Catch up on the big issues in this week’s Small Business Bites. We cut through the noise to dig out stories that really matter to UK small business owners, from the last month. Here’s our roundup of things you need to know.
FSB urges small firms to take “immediate action” on cyber crime
If you didn’t hear the news that the NHS was hit by major cyber attack last week, have you been living under a rock? The incident caused mass disruption to hospital and GP appointments and was part of a wider attack affecting organisations globally – until one 22-year-old put a halt to it. As a result, there’s been a flurry of articles advising businesses on how to avoid cyber-attacks, with Dave Stallon, commercial director at the Federation of Small Businesses (FSB) issuing a statement of his own.
He said: “It [the digital revolution] is now such an everyday part of life that it’s easy to forget the risks. When you’re busy getting on with the job of running your business, cyber attacks probably aren’t at the front of your mind. But last week’s global cyber hack – including of NHS computer systems – is a stark reminder that there are dangers. And I worry that small businesses are particularly at risk.
“With a warning from the National Cyber Security Centre this week that further cyber attacks may be imminent, it is vital that small businesses take steps to protect themselves.”
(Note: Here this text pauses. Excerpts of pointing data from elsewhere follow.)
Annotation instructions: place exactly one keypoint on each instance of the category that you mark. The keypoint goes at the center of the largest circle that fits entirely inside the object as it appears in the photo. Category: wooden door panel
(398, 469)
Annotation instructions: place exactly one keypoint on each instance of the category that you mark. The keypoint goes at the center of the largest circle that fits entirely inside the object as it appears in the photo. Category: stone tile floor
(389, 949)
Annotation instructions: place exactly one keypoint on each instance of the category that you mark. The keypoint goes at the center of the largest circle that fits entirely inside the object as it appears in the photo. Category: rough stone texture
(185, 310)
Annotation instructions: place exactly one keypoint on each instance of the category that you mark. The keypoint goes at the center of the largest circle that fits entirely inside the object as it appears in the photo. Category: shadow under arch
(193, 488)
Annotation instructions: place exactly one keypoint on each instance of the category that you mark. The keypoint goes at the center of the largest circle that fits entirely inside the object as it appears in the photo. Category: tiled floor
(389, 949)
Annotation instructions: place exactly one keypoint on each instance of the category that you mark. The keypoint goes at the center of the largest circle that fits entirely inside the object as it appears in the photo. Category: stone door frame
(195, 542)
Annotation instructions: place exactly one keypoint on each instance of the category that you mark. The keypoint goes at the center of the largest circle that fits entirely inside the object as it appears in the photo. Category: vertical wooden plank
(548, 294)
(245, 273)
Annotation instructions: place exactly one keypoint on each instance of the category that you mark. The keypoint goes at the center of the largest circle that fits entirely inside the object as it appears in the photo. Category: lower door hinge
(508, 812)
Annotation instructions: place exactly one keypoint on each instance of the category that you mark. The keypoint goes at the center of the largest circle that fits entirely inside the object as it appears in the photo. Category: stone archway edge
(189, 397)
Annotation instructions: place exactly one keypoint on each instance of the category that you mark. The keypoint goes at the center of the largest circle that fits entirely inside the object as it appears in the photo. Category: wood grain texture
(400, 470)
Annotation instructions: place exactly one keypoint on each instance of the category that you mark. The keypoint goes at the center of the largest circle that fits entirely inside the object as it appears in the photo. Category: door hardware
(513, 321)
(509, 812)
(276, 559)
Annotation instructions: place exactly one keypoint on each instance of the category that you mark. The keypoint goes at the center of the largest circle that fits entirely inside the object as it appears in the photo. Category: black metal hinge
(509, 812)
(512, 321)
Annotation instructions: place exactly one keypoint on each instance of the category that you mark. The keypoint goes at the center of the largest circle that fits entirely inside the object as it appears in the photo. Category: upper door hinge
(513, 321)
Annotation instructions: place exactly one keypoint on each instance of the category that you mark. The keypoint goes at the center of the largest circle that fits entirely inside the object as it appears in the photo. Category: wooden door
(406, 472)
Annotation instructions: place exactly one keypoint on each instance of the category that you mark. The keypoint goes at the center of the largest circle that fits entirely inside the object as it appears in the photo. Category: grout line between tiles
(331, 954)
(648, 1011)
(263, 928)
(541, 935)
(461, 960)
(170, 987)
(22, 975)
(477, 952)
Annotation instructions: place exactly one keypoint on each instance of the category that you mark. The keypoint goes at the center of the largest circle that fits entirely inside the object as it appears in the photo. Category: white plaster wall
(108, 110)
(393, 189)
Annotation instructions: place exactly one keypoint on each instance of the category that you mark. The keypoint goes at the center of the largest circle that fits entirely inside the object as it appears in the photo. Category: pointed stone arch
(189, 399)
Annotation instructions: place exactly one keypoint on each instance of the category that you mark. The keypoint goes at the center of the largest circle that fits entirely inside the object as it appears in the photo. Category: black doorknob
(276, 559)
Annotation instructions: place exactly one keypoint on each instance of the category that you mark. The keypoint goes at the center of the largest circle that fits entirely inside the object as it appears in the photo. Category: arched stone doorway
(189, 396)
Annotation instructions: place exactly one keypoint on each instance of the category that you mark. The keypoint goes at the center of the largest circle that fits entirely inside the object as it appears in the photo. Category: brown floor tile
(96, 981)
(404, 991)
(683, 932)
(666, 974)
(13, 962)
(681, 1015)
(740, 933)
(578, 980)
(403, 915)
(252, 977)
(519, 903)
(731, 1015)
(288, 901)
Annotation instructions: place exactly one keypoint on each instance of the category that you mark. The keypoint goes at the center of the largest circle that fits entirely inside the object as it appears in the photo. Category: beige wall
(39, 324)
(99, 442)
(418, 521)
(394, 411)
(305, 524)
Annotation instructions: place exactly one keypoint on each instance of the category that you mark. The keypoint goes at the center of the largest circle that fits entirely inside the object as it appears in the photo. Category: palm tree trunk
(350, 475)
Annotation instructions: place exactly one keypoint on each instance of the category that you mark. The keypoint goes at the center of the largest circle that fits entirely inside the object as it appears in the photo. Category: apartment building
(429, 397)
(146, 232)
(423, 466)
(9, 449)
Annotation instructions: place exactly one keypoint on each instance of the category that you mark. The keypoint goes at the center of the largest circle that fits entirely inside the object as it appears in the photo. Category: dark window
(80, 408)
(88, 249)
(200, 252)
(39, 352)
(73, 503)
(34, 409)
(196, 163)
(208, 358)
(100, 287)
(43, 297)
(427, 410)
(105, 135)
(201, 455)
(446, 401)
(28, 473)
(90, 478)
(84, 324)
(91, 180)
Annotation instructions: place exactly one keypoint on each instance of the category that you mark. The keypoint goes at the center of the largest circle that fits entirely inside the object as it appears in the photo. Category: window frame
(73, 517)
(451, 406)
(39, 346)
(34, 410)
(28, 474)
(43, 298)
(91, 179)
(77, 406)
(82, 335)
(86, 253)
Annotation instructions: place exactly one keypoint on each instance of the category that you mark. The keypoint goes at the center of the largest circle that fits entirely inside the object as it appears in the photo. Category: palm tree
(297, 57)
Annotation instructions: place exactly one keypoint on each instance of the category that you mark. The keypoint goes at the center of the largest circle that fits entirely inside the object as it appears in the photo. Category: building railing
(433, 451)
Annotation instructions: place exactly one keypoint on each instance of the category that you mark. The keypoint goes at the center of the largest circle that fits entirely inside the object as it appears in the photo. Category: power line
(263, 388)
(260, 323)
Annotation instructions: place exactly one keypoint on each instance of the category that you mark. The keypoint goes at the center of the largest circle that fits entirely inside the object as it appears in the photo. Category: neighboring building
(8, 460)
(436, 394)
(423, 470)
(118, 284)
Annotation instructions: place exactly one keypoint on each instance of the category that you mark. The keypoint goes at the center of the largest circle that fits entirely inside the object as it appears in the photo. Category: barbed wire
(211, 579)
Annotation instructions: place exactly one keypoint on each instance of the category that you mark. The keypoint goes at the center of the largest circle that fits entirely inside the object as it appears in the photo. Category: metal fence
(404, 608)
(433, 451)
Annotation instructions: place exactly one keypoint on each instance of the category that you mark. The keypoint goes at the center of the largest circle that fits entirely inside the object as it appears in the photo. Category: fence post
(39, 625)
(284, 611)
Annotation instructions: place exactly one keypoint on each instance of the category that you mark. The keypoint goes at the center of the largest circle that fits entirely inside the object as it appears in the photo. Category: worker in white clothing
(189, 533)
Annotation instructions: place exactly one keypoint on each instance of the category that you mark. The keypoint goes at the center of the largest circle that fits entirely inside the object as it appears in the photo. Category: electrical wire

He urged businesses to check for updates to their operating systems and anti-malware software and download them where needed.
“Small firms should also make sure their system or critical data is backed up to a storage device that’s not within the same network – if the worst happens, data cannot then be held to ransom,” he added.
FSB figures show that seven million cyber crimes are committed against small businesses in the UK every year, and, on average, costs a small business victim nearly £3,000.
Read the full statement here.
Managing finances makes one-third of sole traders and micro businesses feel stressed
Business management software specialist KashFlow carried out a survey to get a better understanding of the pressures self-employed people feel when it comes to managing their finances, something the UK’s sole traders and micro businesses are spending 19 million hours each month doing. The result? Almost a third (32%) say it makes them feel ‘stressed’ and half say it is something they lack confidence in.
On the flip side of the coin, 34% said they felt in control of their finances and 42% said they were “really good” at bookkeeping.
Respondents were also asked what they liked most and least about running their own business. 48% stated that being their own boss and “not having to answer to anyone” was the biggest perk, while 20% said not being able to switch off was the worst thing.
Oliver Shaw, CEO of KashFlow, said: “It’s clear that even those who feel confident managing their accounts still find it challenging at times, and that the overwhelming majority of sole traders and small business owners would like to spend less time on it.
SMEs missing out on £1.6 billion by not accepting “next generation” payments technology
Findings from a Barclaycard survey reveal that nearly half (46%) of millennial shoppers (18-34 year olds) are opting to pay for goods using a “next generation” payment solution including “invisible” payments, where card and shipping details are saved in advance of transaction (such as one-click ordering), and “conversational” payments, where digital personal assistants such as Amazon’s Alexa are used to make a purchase.
However, SME retailers are not adopting these new technologies fast enough, resulting in one in four businesses losing sales to competitors, when shoppers have abandoned their purchase because they couldn’t pay using these “next generation” methods.
The survey also found that almost three in ten (28%) of SME retailers have plans to update their offering in the next six months.
Greg Liset, head of small business at Barclaycard, said: “Our figures show that SMEs are losing sales by not adopting increasingly popular technologies that facilitate invisible and conversational payments. While it’s encouraging that many smaller retailers are becoming aware of the importance of these emerging methods, they need to turn this ambition into action to steal a march on the competition and keep up with consumers both now and in the future.
“Making these changes needn’t be complicated or time-consuming – with support from their payment provider, SMEs can ensure they have the right solutions for their business while satisfying the ever-growing group of tech-savvy, digitally-minded shoppers.”
Brexit still high on the priority list, on run up to snap general election
Brexit is still high on the priority list for UK managers in the run up to June’s general election, according to a survey from the Chartered Management Institute (CMI).
More than 800 UK managers took part in the survey, with 43% believing access to the single market and free movement of people across the EU should remain once the UK official leaves the European Union.
Their top five priorities from a new government are:
- Securing trade deals with non-EU countries (66%)
- Maintaining access to EU talent by guaranteeing the rights of existing residents (58%)
- Investing in capital infrastructure (53%)
- Maintaining investment in the Apprenticeship Levy (30%)
- Promoting UK higher education as an export (27%)
CMI chief executive Ann Francke said: “Political leaders looking for a strong mandate from this election must consider the views of the UK’s 3.2 million managers, who are key drivers of the UK’s productivity. Managers have serious concerns about continued access to skilled workers, and this is motivating the desire for free movement of people post-Brexit.
“All parties should focus post-election on the need to build an internationally competitive economy based on a world-class skilled workforce.”